Bad guys using ransoms to extort money from innocent people isn’t just something you see in the movies anymore. Every day, people’s computers and everything on them are being held hostage unless a ransom is paid. This threat isn’t targeted at just businesses, it is very opportunistic, and infecting anyone it can.
Ransomware is a type of malware that encrypts the data on an infected computer. All of your precious family photos, videos and important documents, once encrypted, will no longer be accessible without the encryption key – which you can get only if you pay the amount the extortionist demands. This could be hundreds or thousands of dollars. What is your information worth to you?
Fortunately there is a better way to protect yourself than paying the ransom. By taking a few simple steps, you can avoid falling victim to this money making scheme:
- Back up your important files to a secondary location – Online Cloud Storage and USB attached hard drives are two great ways to back up what matters to you most in a second secure location. Don’t worry about program files as they can be restored from the source. Tax files, photos, videos, Word or Excel documents, are the types of files you want to ensure are backed up to a second location.
- DO NOT keep your backup storage attached to your computer – Some systems allow you the ability to automate the backup of files to a secondary location. Be careful, the ransomware is often sophisticated enough to encrypt your backup drives if it sees them and has access.
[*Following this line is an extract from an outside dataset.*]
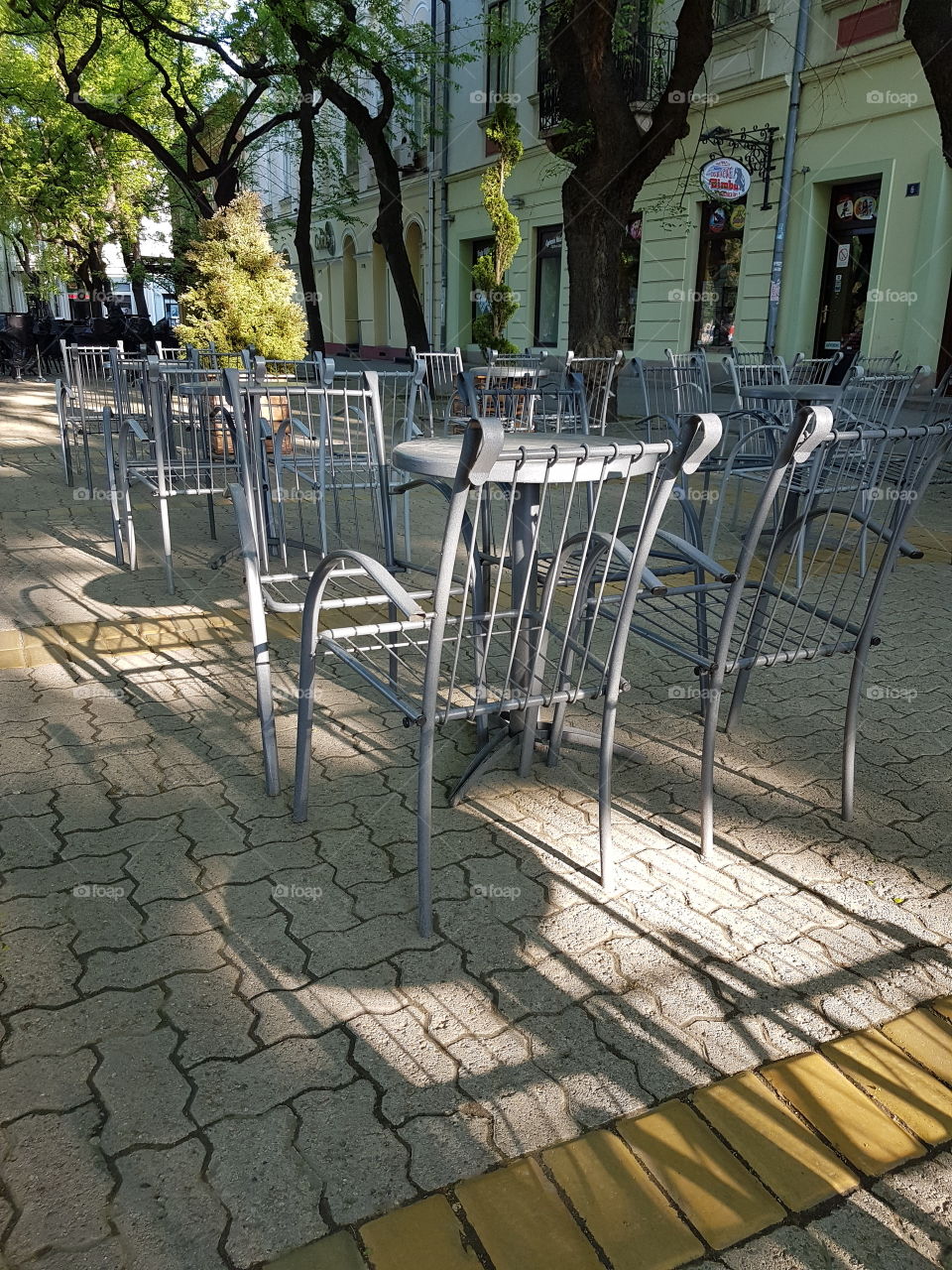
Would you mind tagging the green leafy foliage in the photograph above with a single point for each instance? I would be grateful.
(243, 290)
(490, 270)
- Think twice before clicking on links or downloading attachments – Links or attachments within Phishing emails and social media sites like Facebook could be a trap that once sprung, sets into motion the chain of events caused by ransomware. Be very suspicious and ask yourself if it is really worth it to see whatever it is someone sent you.
If you become a victim of ransomware and you followed the steps above to back up your important files to a secure second location, don’t pay the ransom. Take your computer into a local reputable computer repair shop to have it restored and then copy your important files back onto your computer from your back up.
Law enforcement doesn’t recommend paying the ransom, although it’s up to you to determine whether the risks and costs of paying are worth the possibility of getting your files back. If you pay the ransom, there’s no guarantee you’ll get your files back. In fact, agreeing to pay signals to criminals that you haven’t backed up your files. Knowing this, they could increase the ransom price – and may delete or deny access to your files anyway. Even if you get your files back, they may be corrupted and you might be a target for other scams.